The McGeary established the right to confidentiality in the health-care environment, and made clear the legally binding nature of the South African Medical and Dental Council’s regulations on confidentiality. This precedent is still followed today, and the code on Aids and employment drafted by Cameron was highly influential on the Southern African Development Conference’s own later code.

Since 1996 Cameron – who was elevated to the Bench in 1994 – has chaired the South African Law Commission’s committee on HIV/Aids, which recommends national policy on issues such as “wilful transmission”, informed consent on testing, and the mandatory testing of sex offenders such as rapists.

Cameron came to issues of HIV/ Aids and employment out of his earlier work in labour and industrial law. In 1986 he and co- author Martin Brassey published The New Labour Law, now regarded as the seminal work on the subject.

But Cameron’s long history of human rights activism as a lawyer goes further back. In the Eighties, he was involved in the retrial of the Sharpeville Six, the resistance to the incorporation of the Moutse area into the KwaNdebele homeland, and defended conscientious objectors Ivan Toms and David Bruce. He also went into battle on behalf of actors using cabaret to satirise apartheid.

He has been outspoken in his criticisms of the judiciary. Cals director David Unterhalter says: “Edwin took a very prominent and at the time unpopular stance in terms of the judiciary’s performance under apartheid. He challenged judges in security cases, for instance, and the way the Bench had distorted justice and advanced oppression.”

In the Nineties, Cameron was an invaluable adviser to the movement for gay rights, playing no small part in its successful campaigns for legal protection against discrimination. Here, again, Cameron’s ability to balance the public and the private is evident: besides his legal finesse, his openness about his own homosexuality turned him into a much-admired role model who is a sought-after speaker at gay rallies and events. He co-edited, with Mark Gevisser, one of the very first books to cover the gay experience in South Africa, Defiant Desire.

As a judge, Cameron has been noted for his progressive judgments. In 1997 he wrote the landmark decision in the case of Bantu Holomisa v Argus Newspapers, in which Holomisa had sued the papers for libel. In a judgment that stood out starkly against the background of South Africa’s history of judicial conservatism in this area, Cameron ruled that it was sufficient for a publication to prove its reporters had been diligent in their investigation of the facts and that the decision to publish was reasonable.

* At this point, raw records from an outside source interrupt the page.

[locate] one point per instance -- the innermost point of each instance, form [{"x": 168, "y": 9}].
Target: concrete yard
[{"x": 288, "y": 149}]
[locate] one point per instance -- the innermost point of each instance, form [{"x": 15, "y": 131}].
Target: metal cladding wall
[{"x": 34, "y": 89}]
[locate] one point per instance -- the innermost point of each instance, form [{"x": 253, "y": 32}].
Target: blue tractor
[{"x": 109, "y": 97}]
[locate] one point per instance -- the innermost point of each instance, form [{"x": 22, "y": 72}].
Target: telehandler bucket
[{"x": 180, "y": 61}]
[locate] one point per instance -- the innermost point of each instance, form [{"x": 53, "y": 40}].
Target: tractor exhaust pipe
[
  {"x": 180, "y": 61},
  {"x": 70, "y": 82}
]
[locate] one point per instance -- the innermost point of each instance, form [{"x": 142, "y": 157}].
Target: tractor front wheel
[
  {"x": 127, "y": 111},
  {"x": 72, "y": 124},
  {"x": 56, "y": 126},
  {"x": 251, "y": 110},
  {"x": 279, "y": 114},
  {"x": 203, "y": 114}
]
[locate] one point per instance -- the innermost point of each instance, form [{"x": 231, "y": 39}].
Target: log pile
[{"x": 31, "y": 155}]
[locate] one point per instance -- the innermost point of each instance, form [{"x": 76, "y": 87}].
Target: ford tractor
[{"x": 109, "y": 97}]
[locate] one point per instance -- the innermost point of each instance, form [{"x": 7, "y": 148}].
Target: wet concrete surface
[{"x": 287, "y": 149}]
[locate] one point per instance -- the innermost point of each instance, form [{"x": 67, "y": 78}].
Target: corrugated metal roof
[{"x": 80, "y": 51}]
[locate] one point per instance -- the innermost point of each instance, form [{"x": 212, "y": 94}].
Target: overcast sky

Many have lauded Cameron’s abilities and his suitability for the Constitutional Court position. Unterhalter calls him “one of the leading lawyers of his generation, possibly the leading lawyer. His record is one of great balance and judiciousness.”

“A man of remarkable ability,” says Brassey, praising “the lucidity of his mind”. He’s a good person to have at a conference, says Brassey, because he can coherently sum up a plethora of disparate views. And, he says, “his compassion is legendary”. (Brassey does, however, express a little disquiet at what he calls the “lionisation” of Cameron. As a judge, he cautions, “He’s young in the job yet.”)

What is certain, though, is that if Cameron gets the Constitutional Court job he will be bringing to it a formidable arsenal of legal skills and insights. He will also contribute the personal passion and conviction that led him, this week, to put himself, as it were, on the block. As Leon says, “He’s someone who wants to make a difference.”